As longer-than-usual delays in security screening at Toronto Pearson International Airport continue, the Greater Toronto Airports Authority (GTAA), which manages and operates YYZ, is calling on the Government of Canada to step up with investments and help improve the situation.
In a statement issued Wednesday (May 4), the GTAA outlined a list of requests for reducing passenger wait times, which, as CEO of the Canadian Air Transport Security Authority Mike Saunders pointed out on Monday, is due to ongoing staffing issues at the facility.
The GTAA is calling on the feds to:
- Streamline or eliminate inbound public health requirements at Canada's airports, which should help to alleviate bottlenecks for international arriving passengers.
- Eliminate random testing upon arrival from Canada's airports and look to alternative methods, such as community wastewater testing.
- Invest in necessary staffing and technology to achieve globally competitive service level standards; and
- Engage with the U.S. Government to ensure staffing and capacity at pre-clearance sites return to pre-pandemic levels.
The demands come following media reports of excess crowding and chaotic scenes at Pearson airport involving lines of passengers who have missed their flights.
The CATSA is strongly urging passengers to arrive at the airport “well in advance of their flights” – two hours for domestic and three hours for U.S. and international destinations.
There are three government checkpoints at YYZ: pre-board security screening on departure, provided by Canadian Air Transport Security Authority; pre-clearance on departure for all U.S. destinations, provided by U.S. Customs and Border Protection; and customs clearance for international flights upon arrival in Canada, provided by Canada Border Services Agency, including additional requirements established by the Public Health Agency of Canada.

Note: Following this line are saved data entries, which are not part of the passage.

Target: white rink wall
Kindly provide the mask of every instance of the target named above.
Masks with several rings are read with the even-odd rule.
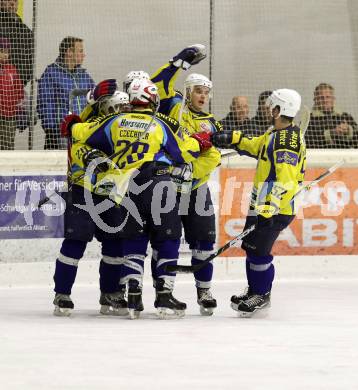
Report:
[[[91,246],[93,243],[91,243]],[[97,245],[97,244],[95,244]],[[98,245],[97,245],[98,246]],[[59,249],[59,247],[58,247]],[[96,248],[98,249],[98,248]],[[95,254],[96,250],[92,252]],[[99,251],[96,259],[90,252],[80,261],[76,285],[93,285],[98,288]],[[0,263],[0,287],[53,286],[56,253],[41,262]],[[150,252],[145,263],[144,283],[151,285]],[[189,264],[187,254],[180,257],[181,264]],[[358,281],[358,256],[276,256],[274,260],[275,280],[356,280]],[[237,280],[245,284],[245,261],[240,258],[218,258],[214,260],[214,282]],[[177,281],[193,281],[192,275],[178,275]]]
[[[357,167],[356,151],[308,151],[308,167],[329,167],[342,157],[346,167]],[[227,160],[227,161],[225,161]],[[254,167],[255,161],[242,157],[224,158],[222,166],[230,168]],[[66,152],[64,151],[19,151],[0,154],[0,174],[64,174]],[[220,169],[213,175],[211,186],[218,188]],[[214,191],[214,203],[218,192]],[[358,216],[352,216],[358,218]],[[37,285],[52,283],[55,259],[62,239],[12,239],[0,241],[0,286]],[[181,261],[188,261],[182,253]],[[82,259],[78,274],[81,283],[98,283],[100,248],[91,242]],[[245,275],[243,258],[215,260],[216,278],[242,278]],[[358,256],[277,256],[277,277],[280,278],[358,278]],[[148,271],[149,264],[147,266]],[[146,275],[149,278],[149,275]],[[190,277],[190,276],[189,276]],[[187,276],[180,276],[187,278]]]

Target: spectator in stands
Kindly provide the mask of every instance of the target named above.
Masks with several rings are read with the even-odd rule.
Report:
[[[24,99],[24,84],[9,61],[11,44],[0,37],[0,150],[13,150],[16,115]]]
[[[95,82],[82,68],[85,58],[83,40],[66,37],[59,47],[59,56],[45,69],[38,83],[37,112],[46,134],[45,149],[65,149],[61,138],[60,122],[69,111],[69,96],[74,88],[92,89]],[[79,114],[86,105],[86,97],[76,97],[74,113]]]
[[[310,123],[305,134],[307,148],[358,147],[357,123],[352,115],[336,109],[332,85],[317,85],[313,100]]]
[[[230,112],[220,121],[224,130],[245,131],[248,127],[249,121],[249,103],[247,96],[234,96],[232,98]]]
[[[18,0],[0,0],[0,36],[11,43],[10,61],[26,85],[33,78],[34,36],[17,15]]]
[[[246,135],[262,135],[272,125],[270,109],[266,106],[266,100],[271,95],[271,93],[272,91],[264,91],[260,93],[259,100],[257,102],[256,115],[251,118]]]

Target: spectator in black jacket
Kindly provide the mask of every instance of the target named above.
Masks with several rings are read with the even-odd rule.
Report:
[[[10,61],[26,85],[33,74],[34,36],[17,15],[18,0],[0,0],[0,36],[11,42]]]
[[[246,96],[234,96],[232,98],[230,112],[222,119],[221,124],[224,130],[234,131],[242,130],[245,131],[250,122],[249,118],[249,103]]]
[[[247,135],[257,137],[266,132],[272,125],[272,116],[270,109],[266,106],[266,100],[271,95],[272,91],[264,91],[259,95],[257,102],[256,115],[250,119]]]
[[[352,115],[335,108],[332,85],[317,85],[313,95],[314,106],[305,139],[307,148],[358,147],[358,128]]]

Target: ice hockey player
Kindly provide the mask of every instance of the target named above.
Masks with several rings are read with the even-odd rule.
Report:
[[[146,79],[135,79],[128,88],[131,113],[93,126],[72,123],[72,137],[90,147],[98,147],[113,156],[123,171],[136,169],[128,187],[126,224],[121,231],[123,276],[120,283],[128,284],[128,308],[131,318],[143,311],[142,283],[144,259],[149,239],[158,250],[158,275],[155,307],[160,317],[168,312],[184,315],[186,304],[174,298],[175,274],[164,265],[177,263],[181,223],[175,187],[170,179],[170,165],[194,161],[200,152],[211,147],[209,133],[180,138],[179,124],[172,118],[155,114],[159,104],[157,87]],[[121,203],[123,210],[123,202]],[[137,216],[140,216],[138,220]]]
[[[128,92],[129,84],[134,79],[147,79],[149,80],[149,74],[145,72],[144,70],[131,70],[127,75],[125,76],[123,80],[123,92]],[[117,81],[115,79],[107,79],[103,80],[100,83],[102,85],[102,88],[105,87],[105,85],[111,84],[111,85],[117,85]],[[100,85],[99,84],[99,85]],[[90,120],[91,118],[95,118],[97,116],[103,115],[103,113],[100,111],[99,102],[94,99],[93,96],[94,90],[89,90],[86,96],[87,105],[83,109],[83,111],[80,114],[80,118],[83,122]],[[121,92],[121,91],[118,91]]]
[[[98,112],[103,115],[102,122],[110,120],[113,114],[121,112],[128,105],[128,95],[116,90],[115,80],[104,80],[92,91],[94,103],[98,105]],[[109,115],[109,116],[107,116]],[[70,123],[79,121],[77,115],[68,115],[61,124],[63,136],[69,136]],[[55,299],[54,314],[68,316],[74,308],[70,297],[72,286],[75,282],[79,260],[83,257],[87,243],[95,236],[102,244],[102,259],[100,262],[100,289],[101,289],[101,313],[125,315],[128,314],[127,302],[124,292],[118,287],[120,268],[123,262],[119,256],[118,235],[108,233],[99,228],[86,209],[76,206],[83,204],[86,195],[91,196],[94,205],[104,199],[94,191],[93,186],[86,186],[85,181],[80,179],[86,166],[103,154],[98,149],[89,148],[83,144],[74,143],[71,148],[71,180],[69,191],[66,196],[65,210],[65,239],[62,243],[60,254],[56,260],[54,275]],[[107,162],[98,164],[91,179],[96,180],[101,172],[108,169]],[[78,180],[80,179],[80,180]],[[71,183],[73,183],[71,185]],[[88,184],[88,180],[86,182]],[[90,183],[91,184],[91,183]],[[120,210],[113,207],[101,214],[106,224],[115,228],[121,219]]]
[[[189,74],[184,82],[184,95],[174,89],[181,69],[187,70],[205,57],[205,46],[201,44],[189,46],[151,77],[159,88],[160,112],[178,120],[181,131],[189,136],[201,131],[215,133],[222,130],[221,124],[214,119],[213,115],[203,111],[209,102],[213,87],[206,76],[197,73]],[[180,172],[184,182],[187,181],[185,175],[188,175],[188,171],[192,173],[191,191],[185,194],[184,189],[180,194],[180,213],[185,239],[192,251],[192,264],[200,263],[213,253],[216,240],[215,214],[207,181],[210,173],[219,165],[220,159],[219,151],[211,148],[202,153],[191,165],[176,168],[175,181],[180,180]],[[153,255],[152,261],[155,263],[155,250]],[[155,264],[153,268],[155,269]],[[155,279],[155,274],[153,276]],[[202,315],[212,315],[217,306],[210,290],[212,276],[212,263],[208,263],[194,274],[197,302]]]
[[[233,148],[258,160],[245,224],[245,229],[253,224],[256,228],[242,242],[248,288],[243,294],[231,297],[231,307],[240,317],[251,317],[270,306],[275,273],[271,249],[280,232],[294,219],[292,198],[305,172],[305,142],[301,130],[293,123],[301,96],[292,89],[277,89],[266,104],[273,126],[265,134],[251,138],[241,131],[224,131],[212,136],[217,147]]]

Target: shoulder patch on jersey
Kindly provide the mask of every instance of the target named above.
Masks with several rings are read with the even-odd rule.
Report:
[[[292,150],[294,152],[300,150],[300,133],[295,127],[279,130],[275,136],[275,150]]]

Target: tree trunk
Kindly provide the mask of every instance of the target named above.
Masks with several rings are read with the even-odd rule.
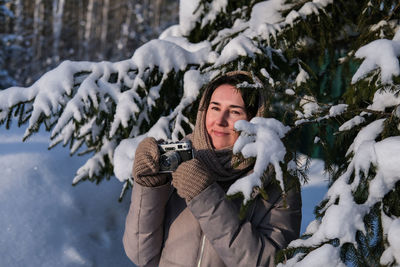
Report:
[[[163,4],[163,0],[156,0],[153,4],[154,5],[153,27],[156,27],[156,28],[160,27],[162,4]]]
[[[60,61],[59,46],[65,0],[53,0],[53,63]]]
[[[84,36],[85,36],[85,27],[84,27],[84,21],[85,21],[85,11],[84,11],[84,5],[83,1],[78,1],[78,9],[76,10],[76,13],[78,14],[78,42],[83,44],[84,42]],[[79,58],[83,58],[83,53],[84,53],[84,45],[78,45],[77,46],[77,55]]]
[[[14,15],[15,15],[15,20],[14,20],[14,34],[16,35],[22,35],[23,32],[23,1],[22,0],[15,0],[15,10],[14,10]]]
[[[127,3],[126,18],[121,25],[121,33],[118,41],[118,49],[123,50],[128,46],[129,32],[131,31],[132,17],[134,16],[133,4],[131,1]]]
[[[34,51],[33,58],[39,59],[42,56],[42,43],[43,43],[43,23],[44,23],[44,7],[42,0],[35,0],[35,7],[33,10],[33,43],[32,49]]]
[[[88,8],[86,11],[85,34],[84,34],[84,58],[89,59],[90,38],[94,20],[94,0],[89,0]]]
[[[107,55],[107,33],[108,33],[108,12],[110,10],[110,0],[104,0],[103,12],[102,12],[102,24],[101,24],[101,57],[104,58]]]

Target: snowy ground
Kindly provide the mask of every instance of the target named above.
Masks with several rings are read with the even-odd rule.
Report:
[[[85,157],[70,157],[62,146],[48,151],[46,133],[26,143],[22,134],[0,128],[0,266],[133,266],[121,241],[129,206],[129,197],[118,202],[121,183],[72,187]],[[301,232],[326,192],[321,171],[314,161]]]

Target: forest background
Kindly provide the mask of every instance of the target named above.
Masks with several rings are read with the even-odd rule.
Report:
[[[178,6],[172,0],[1,0],[0,88],[28,86],[66,59],[129,58],[178,22]]]
[[[0,1],[0,90],[29,86],[63,60],[119,61],[178,23],[178,1]],[[7,9],[3,9],[6,7]],[[8,10],[8,11],[7,11]],[[0,11],[1,12],[1,11]],[[41,130],[0,128],[0,260],[5,266],[131,266],[122,247],[121,183],[71,186],[88,157],[48,150]],[[322,161],[303,188],[302,232],[326,191]]]
[[[144,34],[130,29],[146,25],[144,14],[148,12],[151,18],[148,25],[155,23],[154,28],[161,32],[162,27],[157,25],[162,19],[155,18],[163,14],[158,8],[162,1],[156,2],[160,4],[158,7],[152,8],[150,4],[143,9],[143,3],[147,2],[122,4],[125,9],[116,15],[122,21],[120,29],[110,25],[114,22],[110,19],[111,1],[101,1],[101,5],[100,1],[77,2],[82,9],[69,14],[66,7],[72,2],[35,1],[38,8],[32,9],[32,2],[0,1],[4,29],[0,81],[4,88],[18,85],[0,91],[0,124],[11,127],[12,133],[13,122],[18,125],[29,122],[22,138],[31,141],[35,137],[43,140],[40,128],[43,126],[51,131],[50,137],[46,137],[51,139],[50,147],[63,143],[69,146],[71,154],[84,155],[87,161],[79,163],[82,166],[75,173],[74,184],[86,179],[100,183],[115,174],[124,182],[122,193],[129,191],[137,143],[146,135],[173,140],[186,135],[193,127],[194,115],[190,111],[196,106],[201,86],[221,72],[249,70],[268,88],[265,93],[269,118],[238,123],[242,135],[234,151],[254,157],[256,165],[254,174],[235,182],[228,194],[239,192],[248,199],[253,187],[260,185],[259,178],[269,163],[276,175],[268,179],[279,183],[283,190],[293,182],[304,183],[307,171],[312,170],[310,162],[315,162],[307,156],[322,156],[330,179],[329,190],[315,210],[316,219],[301,239],[280,253],[278,260],[283,266],[396,266],[400,262],[397,157],[400,5],[397,1],[180,1],[179,24],[168,27],[151,41],[143,37],[152,32],[149,28],[138,27]],[[23,7],[33,10],[27,12],[30,14],[27,18],[23,16]],[[133,17],[127,15],[129,10],[134,10]],[[71,18],[75,15],[80,19]],[[46,17],[51,18],[47,24],[43,23]],[[64,27],[72,21],[79,23]],[[36,32],[21,30],[24,24]],[[69,29],[74,27],[75,35],[71,35],[74,31]],[[43,42],[45,38],[41,36],[45,33],[51,36],[49,42]],[[72,37],[63,40],[65,36]],[[118,50],[124,50],[124,44],[128,47],[136,38],[143,38],[144,43],[139,43],[132,57],[111,61],[119,60],[113,59],[113,48],[117,48],[118,54]],[[82,47],[71,45],[61,49],[67,52],[60,52],[73,39],[79,39]],[[107,49],[108,42],[114,41],[112,48]],[[75,59],[72,57],[75,53],[78,61],[62,61]],[[90,58],[92,53],[96,59]],[[35,65],[39,62],[34,60],[37,55],[44,55],[42,66]],[[33,67],[26,71],[29,64]],[[37,73],[42,69],[51,70],[41,76]],[[25,71],[29,74],[24,75]],[[17,129],[15,133],[22,131]],[[3,139],[14,140],[10,136]],[[2,151],[6,150],[7,146]],[[59,162],[42,164],[39,154],[25,157],[30,159],[26,162],[23,159],[19,154],[13,160],[3,160],[4,170],[10,176],[3,180],[6,186],[2,197],[7,201],[3,202],[6,208],[2,211],[7,212],[4,217],[15,218],[5,221],[3,229],[14,237],[5,240],[19,241],[15,242],[16,249],[4,243],[2,249],[9,252],[4,253],[8,255],[6,260],[62,259],[67,265],[103,262],[98,257],[105,254],[99,255],[93,244],[116,249],[123,255],[119,250],[120,234],[115,233],[123,228],[124,215],[116,215],[115,206],[104,202],[105,198],[94,205],[82,201],[94,194],[90,190],[81,195],[83,198],[75,199],[48,178],[61,176],[62,167],[71,171],[70,166]],[[13,165],[21,162],[25,163],[23,167],[33,164],[33,170]],[[51,169],[56,175],[51,174]],[[23,190],[9,190],[18,187],[15,181],[23,181],[13,179],[16,173],[39,179],[26,180]],[[320,173],[318,176],[323,179]],[[112,181],[107,183],[108,190]],[[42,198],[43,192],[57,195],[60,206],[51,205],[54,199]],[[259,192],[261,197],[268,197],[262,190]],[[307,200],[307,195],[303,199]],[[24,203],[25,217],[12,206],[21,203],[20,200]],[[32,209],[30,205],[36,206]],[[93,222],[94,206],[110,207],[112,213],[95,216],[105,220],[105,224],[96,224],[100,228],[87,224],[78,230],[68,223],[71,218],[85,216]],[[304,207],[311,208],[306,203]],[[75,217],[67,210],[76,212]],[[49,221],[50,213],[56,214],[58,223],[62,222],[58,224],[62,230],[50,234],[37,231],[43,229],[37,227],[43,224],[40,221]],[[34,217],[31,215],[39,217],[36,223],[31,222]],[[20,223],[18,218],[25,218],[25,222]],[[24,228],[29,233],[39,233],[41,244],[47,245],[47,249],[41,253],[33,251],[32,248],[37,248],[34,242],[40,238],[20,235]],[[92,246],[87,243],[81,246],[88,239],[80,237],[88,232]],[[57,246],[49,248],[51,244]],[[26,252],[34,257],[26,256]]]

“An airport represents a complex ecosystem of players – each of whom is responsible for delivering different aspects of a passenger's journey through the facility,” the GTAA explained yesterday.
Staffing shortages are being blamed for ongoing delays at the airport – international arriving passengers, for one, are “facing bottlenecks and very lengthy delays in border processing,” which the GTAA says is a “direct result of legacy public health requirements in response to the COVID-19 pandemic.”
To prevent passenger congestion, airport and airline staff are forced to hold passengers on planes and deliberately meter the flow of arriving travellers into the customs hall for processing by CBSA, a process that we know and appreciate is incredibly frustrating for passengers,” the GTAA said.
While we may be open, we are far from recovered,” the airport authority said. “Recognizing aviation's importance to the national economy and global perceptions of Canada, we need government's immediate help to support air sector recovery so we can once again proudly welcome the world.”
Long wait times aren’t limited to Toronto Pearson either – security delays have also plagued Vancouver International Airport’s screening stations as well, according to reports.